1

During synchronization of data between two systems, the data needs to be processed in a specific order due to dependencies in the target system. Data retrieved from the source system is not ordered in the needed order.

Using Sort-Object to sort alphabetically won`t work in this case:

$a | Sort-Object

Hence, a regular expression which extracts letters and numbers to use for sorting purposes is needed.

Sample data illustrating the data structure:

$a = @('K1 Lorem ipsum','K2-2-2-1 Lorem ipsum','K1-1 Lorem ipsum','K2-7 Lorem ipsum','K1-1-1 Lorem ipsum','K1-4-2-8 Lorem ipsum','K2a Lorem ipsum','K2a-1 Lorem ipsum','K2a-1-1 Lorem ipsum','K2a-1-1-1 Lorem ipsum','K2-2-2-2 Lorem ipsum')

$a | Sort-Object

Required output:

  • K1 Lorem ipsum
  • K1-1 Lorem ipsum
  • K1-1-1 Lorem ipsum
  • K1-4-2-8 Lorem ipsum
  • K2-2-2-1 Lorem ipsum
  • K2-2-2-2 Lorem ipsum
  • K2a Lorem ipsum
  • K2a-1 Lorem ipsum
  • K2a-1-1 Lorem ipsum
  • K2a-1-1-1 Lorem ipsum
  • K2-7 Lorem ipsum

Actual output:

  • K1 Lorem ipsum
  • K1-1 Lorem ipsum
  • K1-1-1 Lorem ipsum
  • K1-4-2-8 Lorem ipsum
  • K2-2-2-1 Lorem ipsum
  • K2-2-2-2 Lorem ipsum
  • K2-7 Lorem ipsum
  • K2a Lorem ipsum
  • K2a-1 Lorem ipsum
  • K2a-1-1 Lorem ipsum
  • K2a-1-1-1 Lorem ipsum

Any pointers to get started with the regular expression needed to create a custom object for sorting purposes would be appreciated.

Update 2019-10-10:

Thanks guys, and sorry for the lack of information.
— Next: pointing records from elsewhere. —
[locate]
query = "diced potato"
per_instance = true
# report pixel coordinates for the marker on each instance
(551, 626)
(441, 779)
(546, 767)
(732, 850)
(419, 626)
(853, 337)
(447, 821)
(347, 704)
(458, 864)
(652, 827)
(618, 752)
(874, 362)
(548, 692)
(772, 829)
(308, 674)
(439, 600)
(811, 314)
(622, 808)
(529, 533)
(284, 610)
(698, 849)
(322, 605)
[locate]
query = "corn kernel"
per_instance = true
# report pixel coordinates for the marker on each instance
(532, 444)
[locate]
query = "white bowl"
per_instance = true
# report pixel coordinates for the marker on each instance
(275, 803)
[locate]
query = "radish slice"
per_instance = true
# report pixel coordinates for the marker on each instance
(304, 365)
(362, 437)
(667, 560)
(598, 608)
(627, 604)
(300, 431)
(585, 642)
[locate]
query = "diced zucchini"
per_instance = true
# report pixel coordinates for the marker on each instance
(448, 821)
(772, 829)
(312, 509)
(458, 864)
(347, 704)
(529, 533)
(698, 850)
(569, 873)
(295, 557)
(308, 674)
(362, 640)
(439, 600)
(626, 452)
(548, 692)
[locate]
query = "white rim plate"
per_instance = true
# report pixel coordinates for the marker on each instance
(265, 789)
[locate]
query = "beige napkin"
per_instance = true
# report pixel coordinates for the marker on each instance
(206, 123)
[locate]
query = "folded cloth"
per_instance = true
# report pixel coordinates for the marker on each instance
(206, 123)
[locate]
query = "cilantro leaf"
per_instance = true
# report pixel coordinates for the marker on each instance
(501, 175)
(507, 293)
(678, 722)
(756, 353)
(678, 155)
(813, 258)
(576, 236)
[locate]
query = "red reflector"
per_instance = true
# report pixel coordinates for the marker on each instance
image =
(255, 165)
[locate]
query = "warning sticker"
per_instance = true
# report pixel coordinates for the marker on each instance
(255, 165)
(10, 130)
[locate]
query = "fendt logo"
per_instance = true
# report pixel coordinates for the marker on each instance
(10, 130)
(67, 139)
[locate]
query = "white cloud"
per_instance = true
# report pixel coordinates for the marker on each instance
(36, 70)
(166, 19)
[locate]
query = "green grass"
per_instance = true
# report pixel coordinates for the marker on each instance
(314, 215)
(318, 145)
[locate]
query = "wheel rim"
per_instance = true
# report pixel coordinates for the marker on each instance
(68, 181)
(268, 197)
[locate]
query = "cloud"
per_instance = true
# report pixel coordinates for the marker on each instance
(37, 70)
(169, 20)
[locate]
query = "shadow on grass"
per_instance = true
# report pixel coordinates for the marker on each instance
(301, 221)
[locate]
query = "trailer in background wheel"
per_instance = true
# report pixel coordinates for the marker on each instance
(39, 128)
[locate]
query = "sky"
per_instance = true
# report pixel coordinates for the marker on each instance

What I had tried before posting, but did not include as I felt I was going into a wrong direction:

$a = @('K1 Lorem ipsum','K2-2-2-1 Lorem ipsum','K1-1 Lorem ipsum','K2-7 Lorem ipsum','K1-1-1 Lorem ipsum','K1-4-2-8 Lorem ipsum','K2a Lorem ipsum','K2a-1 Lorem ipsum','K2a-1-1 Lorem ipsum','K2a-1-1-1 Lorem ipsum','K2-2-2-2 Lorem ipsum')

Foreach($b in $a){
    $null = $b.Name -match '(\D+)(\d+)'
    [PSCustomObject]@{
        Original = $b.Name
        Letters = $Matches[1]
        Number1 = [int]$Matches[2]
    }
}

I`ll make sure to include it anyway the next time.

Here is a screenshot from the actual source structure (a Sharepoint Term Store).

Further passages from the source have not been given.